Some Christian feminists have felt Rachel has not been aware enough or sensitive enough about the importance of feminine imagery for God. They might not realize the thinking she was already doing on this topic even during the first year of her blog. In April 2008, she wrote “Sometimes I think we need reminders that God is not who we expect Him/Her to be, that He/She is wholly other, both transcending and inhabiting our pronouns. It’s not about being politically correct; it’s about confronting the ways in which we have made God in our image.”
In a May 2014 blog post (well worth reading), Rachel Held Evans developed that point much more fully, saying we are “flirting with idolatry” if we view God as exclusively male or female. “And the fact that some people find the notion of a feminine God so repulsive reveals the degree to which this type of idolatry has snuck into the Church,” she wrote, “and the degree to which women in our society are still seen as lesser beings than men.”

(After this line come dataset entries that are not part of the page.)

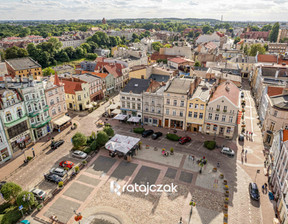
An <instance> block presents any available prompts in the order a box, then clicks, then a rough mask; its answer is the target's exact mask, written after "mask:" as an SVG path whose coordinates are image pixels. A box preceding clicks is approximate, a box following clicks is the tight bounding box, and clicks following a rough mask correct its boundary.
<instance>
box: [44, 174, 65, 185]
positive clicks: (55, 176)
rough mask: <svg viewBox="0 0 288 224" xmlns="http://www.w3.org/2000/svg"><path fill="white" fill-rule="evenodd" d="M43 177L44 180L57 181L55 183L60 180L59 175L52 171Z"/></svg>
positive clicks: (48, 180)
mask: <svg viewBox="0 0 288 224" xmlns="http://www.w3.org/2000/svg"><path fill="white" fill-rule="evenodd" d="M44 177H45V180H47V181H51V182H54V183H57V184H58V183H59V182H60V181H62V178H61V177H59V176H58V175H56V174H53V173H49V174H45V175H44Z"/></svg>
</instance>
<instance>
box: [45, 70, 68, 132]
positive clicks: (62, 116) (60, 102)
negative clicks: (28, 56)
mask: <svg viewBox="0 0 288 224" xmlns="http://www.w3.org/2000/svg"><path fill="white" fill-rule="evenodd" d="M45 96H46V100H47V104H48V106H49V115H50V117H51V124H52V128H53V129H57V130H58V129H60V130H62V129H64V128H65V127H66V126H68V125H70V123H71V118H70V117H69V116H66V115H65V114H66V113H67V107H66V102H65V91H64V85H63V84H62V83H61V82H60V81H59V78H58V75H57V74H55V77H54V80H53V78H50V80H48V82H46V85H45Z"/></svg>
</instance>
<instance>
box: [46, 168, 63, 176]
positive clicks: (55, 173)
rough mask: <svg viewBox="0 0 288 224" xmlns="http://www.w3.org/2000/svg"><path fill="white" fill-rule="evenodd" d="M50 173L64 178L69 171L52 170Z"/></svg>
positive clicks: (60, 170) (62, 169)
mask: <svg viewBox="0 0 288 224" xmlns="http://www.w3.org/2000/svg"><path fill="white" fill-rule="evenodd" d="M50 173H52V174H56V175H57V176H59V177H64V176H65V175H66V174H67V170H64V169H63V168H52V169H51V170H50Z"/></svg>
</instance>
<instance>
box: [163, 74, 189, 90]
mask: <svg viewBox="0 0 288 224" xmlns="http://www.w3.org/2000/svg"><path fill="white" fill-rule="evenodd" d="M191 82H192V80H191V79H180V78H176V79H173V80H172V81H171V84H170V86H169V87H168V88H167V89H166V91H165V92H167V93H178V94H187V93H188V91H189V90H190V84H191Z"/></svg>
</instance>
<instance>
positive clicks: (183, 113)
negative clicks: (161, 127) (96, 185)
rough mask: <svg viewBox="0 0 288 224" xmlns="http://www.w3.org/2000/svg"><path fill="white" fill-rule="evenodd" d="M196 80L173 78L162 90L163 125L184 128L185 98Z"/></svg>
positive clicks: (167, 126)
mask: <svg viewBox="0 0 288 224" xmlns="http://www.w3.org/2000/svg"><path fill="white" fill-rule="evenodd" d="M196 80H198V79H196ZM196 80H195V79H183V78H175V79H173V80H171V81H170V83H168V84H167V89H166V90H165V91H164V118H163V119H164V126H165V127H168V128H178V129H182V130H185V129H186V108H187V100H188V98H189V97H190V96H191V93H192V92H193V91H194V89H195V86H196Z"/></svg>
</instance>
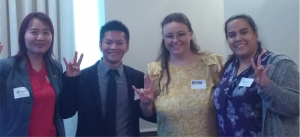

She went on to explain that she usually avoided gendered pronouns to avoid controversy but was intentional in those times that she did speak of God in feminine terms. At the same time, she acknowledged how meaningful such terminology had come to be for her personally as a woman who was “indeed created in the image of God, not as some lesser being who exists in perpetual subordination to men, but as an expression of God’s very self.”
A Legacy for All Generations
In her CNN article mentioned earlier about reasons millennials are staying away from churches, Rachel said that it wasn’t only millennials who agreed with her assessment. Other generations did as well. “I hear from forty-somethings and grandmothers, Generation Xers and retirees, who send me messages in all caps that read “ME TOO,” she wrote.
One of my goals in preparing this article has been not only to honor Rachel’s memory and express gratitude for the legacy she has left us but also to introduce her work to some of the people in different generations who may be less familiar with it. We are all on a journey (one of Rachel’s favorite metaphors). And as she wrote in her “Living the Questions” chapter in Faith Unraveled, “Faith isn’t about being right, or settling down, or refusing to change. Faith is a journey, and every generation contributes its own sketches to the map.”